Between September 11, 2018, and October 31, 2018, Kuranz billed 3.6 hours for preparing a scheduling order. Kuranz Decl. Ex. 1. This is excessive and the Court reduces Kuranz's hours by 2.6.
Concerning the work performed by Arnett, Plaintiffs seek to recover for 262 hours, most of which was spent reviewing the timecards and emails for Plaintiffs to identify "gap times" in their schedules and to calculate unpaid overtime. Kuranz Decl. Many of Arnett's billing entries are for large blocks of time, often between 7 and 8 hours, billed to tasks like "Preparing Hemming Wage Calculation spreadsheet" and "Prepare Hemming Gap & Lunch Accountability Sheet." Kuranz Decl. Ex. 2. Kuranz affirms that the result of Arnett's work would have been used as an exhibit at trial or in support of a dispositive motion. Upon review, the Court is convinced that 262 hours is an excessive amount of time for two interrelated and relatively straightforward wage disputes. See Kardell v. Lane Cnty., Case No. 6:13-cv-736-MC, 2019 WL 3337901, at *5-7 (D. Or. July 25, 2019) (reducing excessive hours claimed in a "garden variety employment discrimination case" in which the issues "were neither complex, nor novel."). The Court therefore reduces Arnett's hours by 25% or 65.5 hours.
Defendants' objections are otherwise overruled. In total, the Court reduces Kuranz's hours by 7.8 and Arnett's hours by 65.5 for hours that are duplicative, excessive, or otherwise unnecessary. The Court declines to reduce fees based on lack of success.
Once all the exclusions are made, the Court finds that Kuranz reasonably expended 111.6 hours in these two cases at a reasonable hourly rate of $300, for a total attorney fee award of $33,480. All hours expended by Allen-Sailer have been excluded, as they were spent on unsuccessful and unnecessary motions to compel. Arnett reasonably expended 196.5 hours in these two cases at a reasonable hourly rate of $90, for a total paralegal fee award of $17,685. Toso and Montes reasonably expended 25.1 hours at a reasonable hourly rate of $90, for a total legal assistant/law clerk fee award of $2,259.

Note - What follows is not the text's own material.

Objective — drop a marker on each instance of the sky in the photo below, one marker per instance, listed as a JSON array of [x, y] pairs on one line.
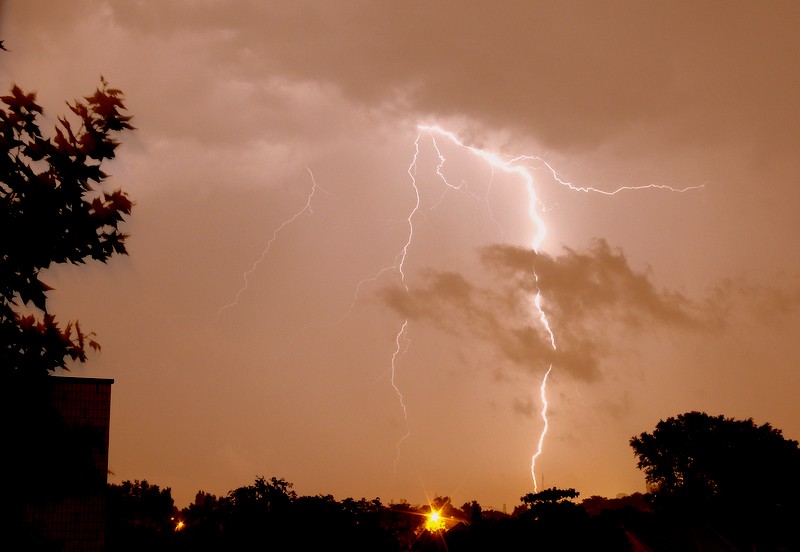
[[320, 289]]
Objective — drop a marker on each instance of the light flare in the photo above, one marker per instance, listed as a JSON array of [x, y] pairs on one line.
[[246, 275], [435, 522], [515, 166]]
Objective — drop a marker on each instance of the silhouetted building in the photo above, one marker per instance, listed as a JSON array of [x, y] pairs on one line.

Plaintiffs are entitled to a total attorney fee award of $53,424 divided between the two cases.
II. Costs
Plaintiffs seek an award of costs pursuant to 28 U.S.C. § 1920 for filing fees and service costs in the two cases. Defendants do not object to Plaintiffs' costs and the Court finds that the costs are appropriately recoverable. The Court therefore awards Plaintiffs' full costs in the amount of $465 in each case for a total award of $930 in costs.
CONCLUSION
Plaintiffs' Motions for Fees and Costs, ECF No. 39 in Wilson v. Decibels et al., 1:17-cv-1558-MC, and ECF No. 41 in Hemming v. Decibels et al., 1:17-cv-1624-MC, are GRANTED in part and DENIED in part. Plaintiffs are awarded $53,424 in attorney and paralegal fees and costs in the amount of $930 divided equally between the two cases.
It is so ORDERED and DATED this 22nd day of November, 2019.